Commit graph

26 commits

Author SHA1 Message Date
f25a4093c2 fix: replace broken _rebase_and_push call with cherry-pick in conflict retry
_retry_conflict_prs called _rebase_and_push which was never defined,
causing NameError on every conflict retry. Now uses _cherry_pick_onto_main
consistent with the primary merge path.

Co-Authored-By: Claude Opus 4.6 (1M context) <noreply@anthropic.com>
2026-03-31 13:18:30 +01:00
686ef3fd7f Replace rebase-retry with cherry-pick merge mechanism
- _cherry_pick_onto_main replaces _rebase_and_push: creates fresh branch
  from origin/main, cherry-picks extraction commits, force-pushes
- Eliminates ~23% merge failure rate from rebase race conditions
- Agent branch protection: PIPELINE_OWNED_PREFIXES filter in SQL prevents
  auto-merge of agent-owned branches (theseus/*, rio/*, etc.)
- Empty-commit handling: skips already-merged content gracefully
- Entity conflict auto-resolution preserved for cherry-pick path
- Post-pick evidence dedup runs as safety net (same as post-rebase)
- Separate fetch calls for main and branch (fixes long branch name issue)

Fixes: PRs #2141, #157, #2142, #2180 (agent branch orphaning)
Fixes: ~23% merge failure rate (rebase race condition)
Related: PRs #1751, #1752 (enrichment dedup shares root cause)

Co-Authored-By: Claude Opus 4.6 (1M context) <noreply@anthropic.com>
2026-03-31 13:18:26 +01:00
f43f8f923f fix: enrichment idempotency — three-layer dedup prevents duplicate evidence blocks
Layer 1: Insertion-time dedup in openrouter-extract-v2.py — skip if source_slug
already appears in claim content.
Layer 2: Insertion-time dedup in entity_batch.py — skip if PR number already
enriched this claim.
Layer 3: Post-rebase dedup in merge.py — scan rebased files for duplicate
evidence blocks (same source reference) and remove them before force-push.

Root cause: multiple enrichment branches modify the same claim at the same
insertion point. When rebased sequentially, evidence blocks are duplicated.
(Leo: PRs #1751, #1752)

lib/dedup.py: standalone module — parses evidence headers, deduplicates by
source key, preserves trailing content (Relevant Notes, Topics sections).
9 tests covering all patterns including the real PR #1751 duplication case.

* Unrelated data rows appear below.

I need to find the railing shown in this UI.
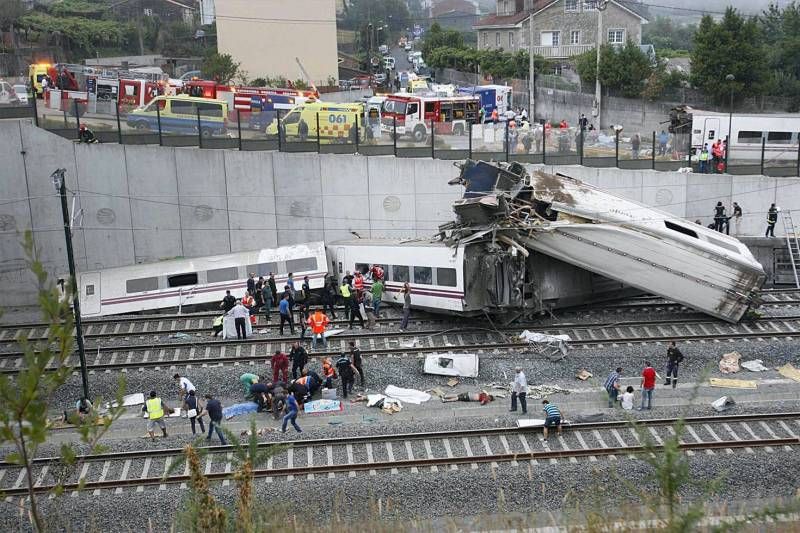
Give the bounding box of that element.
[533,44,594,59]
[0,95,800,177]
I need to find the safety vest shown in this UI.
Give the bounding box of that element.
[145,398,164,420]
[308,311,328,334]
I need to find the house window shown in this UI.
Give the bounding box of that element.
[608,30,625,44]
[540,31,561,46]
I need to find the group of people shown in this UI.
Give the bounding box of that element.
[603,341,685,411]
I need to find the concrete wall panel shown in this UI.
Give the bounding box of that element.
[223,151,278,252]
[125,146,183,262]
[175,149,231,256]
[75,144,135,270]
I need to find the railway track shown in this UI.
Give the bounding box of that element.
[0,413,800,498]
[0,289,800,343]
[0,316,800,374]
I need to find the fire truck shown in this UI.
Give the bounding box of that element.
[381,94,480,142]
[182,80,319,132]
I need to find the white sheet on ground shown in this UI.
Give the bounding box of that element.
[383,385,431,405]
[424,353,478,378]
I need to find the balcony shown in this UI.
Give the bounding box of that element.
[533,44,594,59]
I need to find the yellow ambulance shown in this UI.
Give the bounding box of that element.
[267,102,365,143]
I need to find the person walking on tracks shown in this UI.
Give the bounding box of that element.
[664,341,684,389]
[142,391,172,442]
[510,367,528,415]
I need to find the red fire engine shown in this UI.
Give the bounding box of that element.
[381,94,480,142]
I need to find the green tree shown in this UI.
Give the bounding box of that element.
[575,41,655,98]
[691,7,769,101]
[0,232,124,532]
[200,52,242,83]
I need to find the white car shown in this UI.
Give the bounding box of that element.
[14,83,28,105]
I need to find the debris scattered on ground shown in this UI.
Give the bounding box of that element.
[711,396,736,413]
[742,359,769,372]
[708,378,758,390]
[719,352,742,374]
[778,363,800,382]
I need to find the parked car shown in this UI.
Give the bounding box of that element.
[0,81,19,105]
[13,83,28,105]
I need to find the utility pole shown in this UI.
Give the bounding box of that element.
[50,168,90,400]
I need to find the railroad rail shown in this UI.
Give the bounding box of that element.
[0,316,800,374]
[0,289,800,342]
[0,412,800,498]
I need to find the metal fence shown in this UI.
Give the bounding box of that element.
[0,99,800,176]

Co-Authored-By: Claude Opus 4.6 (1M context) <noreply@anthropic.com>
2026-03-31 13:18:23 +01:00
e17e6c25db feat: two-pass retrieval with sort order and graph expansion
Some checks failed
CI / lint-and-test (pull_request) Has been cancelled
lib/search.py — shared search library:
- Pass 1 (default): top 5 from Qdrant, score >= 0.70, no expansion
- Pass 2 (expand=True): next 5 via offset=5, score >= 0.60, plus
  graph expansion from YAML frontmatter edges. Hard cap 10 total.
- Sort order: cosine desc → challenged_by → other graph-expanded
- result_type internal tag for stable sort (direct/challenge/graph)
- Module-level constants for easy threshold tuning post-calibration
- Structural file exclusion (_map.md, _overview.md)
- Within-vector dedup via _dedup_hits()

Caller updates:
- kb_retrieval.py: retrieve_vector_context() calls search(expand=True)
- diagnostics/app.py: search endpoint passes expand query param
- Argus imports from lib/search.py via sys.path (no longer owns search)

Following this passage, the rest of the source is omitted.